Re: Memory-Bounded Hash Aggregation

From: Peter Geoghegan <pg(at)bowt(dot)ie>
To: Jeff Davis <pgsql(at)j-davis(dot)com>
Cc: Heikki Linnakangas <hlinnaka(at)iki(dot)fi>, Tomas Vondra <tomas(dot)vondra(at)2ndquadrant(dot)com>, Taylor Vesely <tvesely(at)pivotal(dot)io>, Adam Lee <ali(at)pivotal(dot)io>, Melanie Plageman <mplageman(at)pivotal(dot)io>, PostgreSQL Hackers <pgsql-hackers(at)postgresql(dot)org>
Subject: Re: Memory-Bounded Hash Aggregation
Date: 2020-02-04 23:08:11
Message-ID: CAH2-WznSae1vd5f0t0NO2FAMm2+52BMHaL_JbzvmB30Y50FUKw@mail.gmail.com
Views: Raw Message | Whole Thread | Download mbox | Resend email
Thread:
Lists: pgsql-hackers

On Mon, Feb 3, 2020 at 6:24 PM Jeff Davis <pgsql(at)j-davis(dot)com> wrote:
> And now I'm attaching another version of the main Hash Aggregation
> patch to be applied on top of the logtape.c patch.

Have you tested this against tuplesort.c, particularly parallel CREATE
INDEX? It would be worth trying to measure any performance impact.
Note that most parallel CREATE INDEX tuplesorts will do a merge within
each worker, and one big merge in the leader. It's much more likely to
have multiple passes than a regular serial external sort.

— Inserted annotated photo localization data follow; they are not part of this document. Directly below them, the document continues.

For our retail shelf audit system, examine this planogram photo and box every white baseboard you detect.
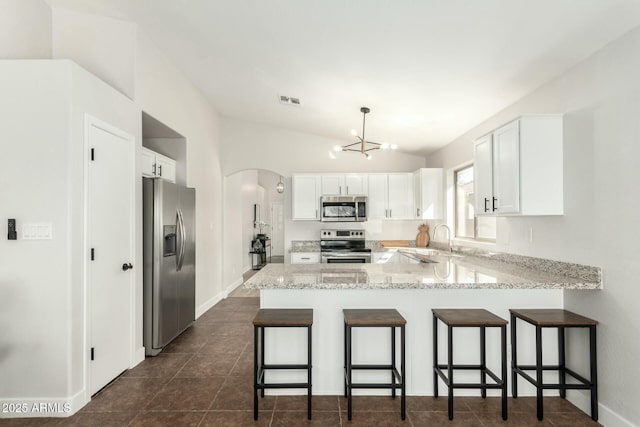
[0,390,88,418]
[225,277,244,298]
[196,292,224,319]
[129,346,145,369]
[567,390,637,427]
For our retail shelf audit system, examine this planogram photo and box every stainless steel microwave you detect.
[320,196,367,222]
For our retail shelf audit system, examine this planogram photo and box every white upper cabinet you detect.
[367,174,389,219]
[473,134,498,215]
[321,174,346,196]
[413,168,444,219]
[321,174,367,196]
[344,173,369,196]
[474,115,564,216]
[368,173,415,219]
[388,173,414,219]
[140,147,176,183]
[291,174,321,221]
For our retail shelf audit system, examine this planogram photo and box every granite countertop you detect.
[244,248,602,290]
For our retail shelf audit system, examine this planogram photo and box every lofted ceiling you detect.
[50,0,640,155]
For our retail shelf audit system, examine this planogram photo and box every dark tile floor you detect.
[0,298,597,427]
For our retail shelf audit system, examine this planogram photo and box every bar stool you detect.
[253,308,313,420]
[431,309,508,420]
[509,309,598,421]
[343,309,407,420]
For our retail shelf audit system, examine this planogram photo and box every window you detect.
[454,165,496,241]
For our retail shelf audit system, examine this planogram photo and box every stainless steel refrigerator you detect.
[142,178,196,356]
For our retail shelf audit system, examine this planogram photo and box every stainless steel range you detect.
[320,230,371,264]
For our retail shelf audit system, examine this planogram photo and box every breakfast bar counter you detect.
[244,248,602,402]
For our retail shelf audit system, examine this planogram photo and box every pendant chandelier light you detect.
[276,176,284,194]
[333,107,398,160]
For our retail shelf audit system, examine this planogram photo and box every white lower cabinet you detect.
[291,252,320,264]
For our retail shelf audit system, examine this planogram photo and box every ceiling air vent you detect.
[280,95,302,106]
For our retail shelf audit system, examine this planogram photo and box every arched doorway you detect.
[223,169,286,292]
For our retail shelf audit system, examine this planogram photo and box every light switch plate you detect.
[22,223,53,240]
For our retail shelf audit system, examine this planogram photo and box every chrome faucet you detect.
[433,224,453,252]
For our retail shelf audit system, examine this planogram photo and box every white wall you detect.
[0,0,51,59]
[427,29,640,426]
[221,118,424,177]
[0,61,142,416]
[52,7,136,99]
[0,0,224,418]
[221,118,424,260]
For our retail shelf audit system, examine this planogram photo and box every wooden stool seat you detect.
[432,308,507,327]
[509,308,598,327]
[342,309,407,421]
[431,308,509,420]
[509,308,598,421]
[253,308,313,327]
[343,309,407,326]
[253,308,313,420]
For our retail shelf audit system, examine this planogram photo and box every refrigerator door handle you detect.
[176,209,186,271]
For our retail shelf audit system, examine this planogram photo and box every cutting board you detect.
[380,240,409,248]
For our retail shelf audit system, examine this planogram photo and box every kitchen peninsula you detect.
[245,248,602,395]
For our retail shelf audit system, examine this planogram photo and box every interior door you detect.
[86,117,135,394]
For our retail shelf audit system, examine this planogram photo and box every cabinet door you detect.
[156,154,176,183]
[322,175,346,196]
[343,174,368,196]
[473,134,493,216]
[493,121,520,214]
[291,175,320,221]
[413,168,444,219]
[367,174,389,219]
[291,252,320,264]
[387,173,415,219]
[140,148,156,178]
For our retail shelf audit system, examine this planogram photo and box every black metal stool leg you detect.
[447,326,453,420]
[433,315,438,399]
[347,326,353,421]
[500,325,508,420]
[480,326,487,399]
[394,325,407,420]
[558,326,567,399]
[505,313,518,399]
[589,326,598,421]
[260,326,266,397]
[253,326,258,420]
[343,323,347,399]
[307,326,311,419]
[391,326,396,399]
[536,326,543,421]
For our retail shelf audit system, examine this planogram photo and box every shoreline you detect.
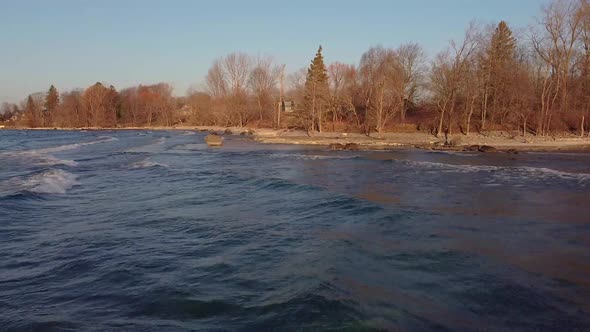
[0,126,590,153]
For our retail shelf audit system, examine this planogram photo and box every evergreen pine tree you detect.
[304,46,330,132]
[482,21,516,127]
[24,95,39,128]
[43,85,59,127]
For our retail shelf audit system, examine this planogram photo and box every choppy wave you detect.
[129,160,168,169]
[268,153,358,160]
[0,169,80,196]
[0,136,117,167]
[123,137,166,153]
[404,160,590,181]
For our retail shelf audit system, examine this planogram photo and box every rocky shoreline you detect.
[4,126,590,153]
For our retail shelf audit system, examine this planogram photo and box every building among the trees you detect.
[278,100,295,113]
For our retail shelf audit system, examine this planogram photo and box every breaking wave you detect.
[23,170,80,194]
[0,169,80,196]
[129,160,168,169]
[403,160,590,182]
[0,136,117,167]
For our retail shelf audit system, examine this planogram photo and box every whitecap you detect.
[129,160,168,169]
[0,136,117,167]
[22,169,80,194]
[402,160,590,182]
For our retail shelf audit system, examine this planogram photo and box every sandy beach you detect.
[5,126,590,153]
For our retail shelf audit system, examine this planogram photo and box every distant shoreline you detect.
[2,126,590,153]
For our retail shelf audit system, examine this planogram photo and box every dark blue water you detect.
[0,131,590,331]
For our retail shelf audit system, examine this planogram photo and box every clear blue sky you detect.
[0,0,542,102]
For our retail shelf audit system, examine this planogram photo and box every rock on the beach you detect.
[240,130,254,136]
[449,136,463,147]
[478,145,498,152]
[344,143,359,151]
[328,143,345,151]
[205,134,223,146]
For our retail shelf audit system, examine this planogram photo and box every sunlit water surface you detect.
[0,131,590,331]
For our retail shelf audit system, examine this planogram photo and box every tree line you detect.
[0,0,590,136]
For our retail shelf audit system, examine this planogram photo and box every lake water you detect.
[0,131,590,331]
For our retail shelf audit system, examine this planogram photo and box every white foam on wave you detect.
[403,160,590,182]
[268,153,356,160]
[129,160,168,169]
[0,136,117,166]
[123,137,166,153]
[22,169,80,194]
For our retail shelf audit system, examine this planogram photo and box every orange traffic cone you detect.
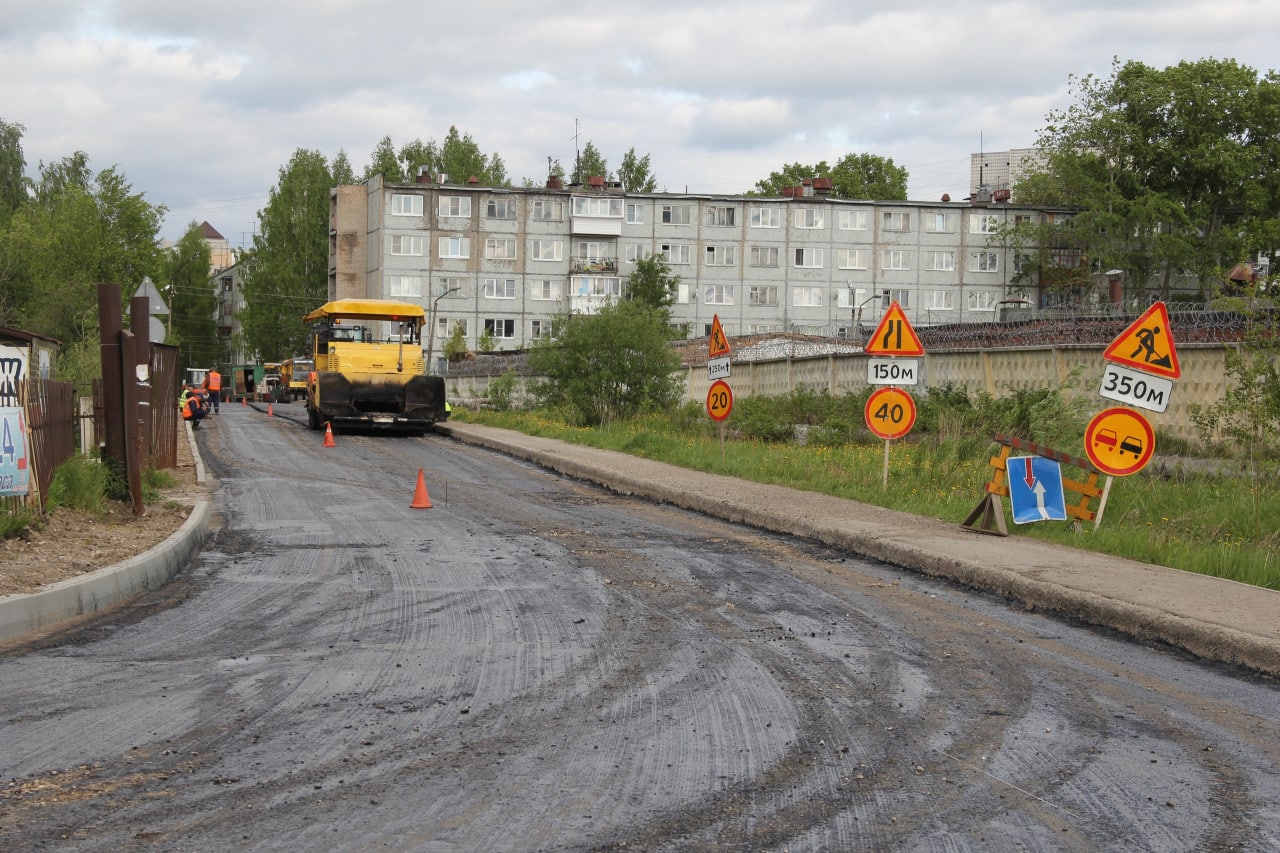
[408,469,431,510]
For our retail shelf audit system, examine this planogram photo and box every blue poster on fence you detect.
[1005,456,1066,524]
[0,406,31,496]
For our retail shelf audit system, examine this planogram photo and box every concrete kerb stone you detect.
[442,423,1280,676]
[0,427,212,643]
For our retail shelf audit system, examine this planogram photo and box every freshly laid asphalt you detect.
[0,421,1280,676]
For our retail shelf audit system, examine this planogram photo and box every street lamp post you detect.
[426,287,462,373]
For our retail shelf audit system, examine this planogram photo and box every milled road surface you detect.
[0,406,1280,850]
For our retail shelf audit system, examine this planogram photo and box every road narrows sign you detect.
[1102,302,1183,379]
[704,314,728,359]
[863,387,915,441]
[863,301,924,356]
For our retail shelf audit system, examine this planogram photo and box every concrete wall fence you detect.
[445,343,1236,444]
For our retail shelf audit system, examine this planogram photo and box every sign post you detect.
[863,301,924,492]
[707,314,733,457]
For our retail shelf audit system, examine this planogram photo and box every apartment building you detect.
[329,175,1053,355]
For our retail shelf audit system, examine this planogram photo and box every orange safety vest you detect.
[182,394,205,420]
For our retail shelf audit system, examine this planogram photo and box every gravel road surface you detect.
[0,406,1280,850]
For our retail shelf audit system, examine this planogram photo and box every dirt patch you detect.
[0,430,206,596]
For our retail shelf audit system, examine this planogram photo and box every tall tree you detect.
[748,154,909,201]
[571,140,611,184]
[239,149,333,361]
[161,222,223,370]
[329,149,356,186]
[364,127,509,187]
[364,136,404,183]
[0,119,27,228]
[1015,59,1280,297]
[627,255,680,321]
[529,301,684,427]
[0,151,165,384]
[618,147,658,192]
[440,127,508,187]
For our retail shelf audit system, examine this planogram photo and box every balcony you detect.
[568,257,618,275]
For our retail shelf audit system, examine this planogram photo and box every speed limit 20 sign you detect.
[863,388,915,439]
[707,379,733,420]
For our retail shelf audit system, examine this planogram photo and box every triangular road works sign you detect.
[863,301,924,355]
[1102,302,1183,379]
[707,314,728,359]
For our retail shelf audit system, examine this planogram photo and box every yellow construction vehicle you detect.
[303,300,449,434]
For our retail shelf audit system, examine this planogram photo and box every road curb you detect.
[0,427,212,643]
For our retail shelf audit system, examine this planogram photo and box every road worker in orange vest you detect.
[205,368,223,415]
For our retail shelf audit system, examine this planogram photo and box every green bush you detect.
[46,456,116,515]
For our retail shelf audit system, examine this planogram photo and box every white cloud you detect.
[0,0,1280,243]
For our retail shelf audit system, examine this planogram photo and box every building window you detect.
[965,291,997,311]
[529,199,564,222]
[573,275,622,296]
[924,252,956,273]
[658,205,694,225]
[703,246,737,266]
[703,284,733,305]
[573,196,622,219]
[484,278,516,300]
[969,214,1000,234]
[881,248,911,269]
[387,275,422,298]
[529,240,564,260]
[884,210,911,231]
[969,252,1000,273]
[529,278,561,302]
[440,237,471,257]
[435,316,467,341]
[705,206,737,225]
[791,287,822,307]
[750,207,782,228]
[484,319,516,338]
[836,287,867,307]
[794,248,823,269]
[795,207,823,228]
[484,237,516,260]
[923,213,956,234]
[439,196,471,219]
[392,192,422,216]
[751,246,778,266]
[836,248,868,269]
[484,196,516,219]
[836,210,870,231]
[392,234,426,255]
[658,243,691,264]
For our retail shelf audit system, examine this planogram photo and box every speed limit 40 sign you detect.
[863,388,915,439]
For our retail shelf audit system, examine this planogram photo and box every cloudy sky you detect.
[0,0,1280,246]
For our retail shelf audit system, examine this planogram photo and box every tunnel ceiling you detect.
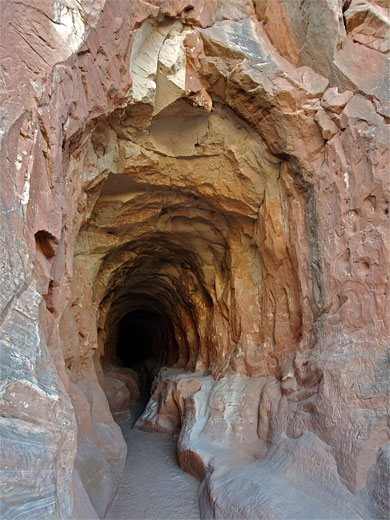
[71,95,301,374]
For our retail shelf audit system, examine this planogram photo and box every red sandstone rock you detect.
[0,0,390,518]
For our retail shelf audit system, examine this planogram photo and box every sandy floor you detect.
[105,402,200,520]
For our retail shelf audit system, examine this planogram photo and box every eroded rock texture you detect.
[0,0,390,519]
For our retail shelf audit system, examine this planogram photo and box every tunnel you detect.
[73,100,303,418]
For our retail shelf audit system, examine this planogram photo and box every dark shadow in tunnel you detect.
[116,310,178,421]
[116,310,178,369]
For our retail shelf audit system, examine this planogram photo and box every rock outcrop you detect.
[0,0,390,519]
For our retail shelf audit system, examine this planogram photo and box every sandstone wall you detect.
[0,0,390,518]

Parallel CREATE INDEX is currently accidentally disabled on the master
branch. That should be fixed in the next couple of days. You can
temporarily revert 74618e77 if you want to get it back for testing
purposes today.

Have you thought about integer overflow in your heap related routines?
This isn't as unlikely as you might think. See commit 512f67c8, for
example.

Have you thought about the MaxAllocSize restriction as it concerns
lts->freeBlocks? Will that be okay when you have many more tapes than
before?

> Not a lot of changes from the last version; mostly some cleanup and
> rebasing. But it's faster now with the logtape.c changes.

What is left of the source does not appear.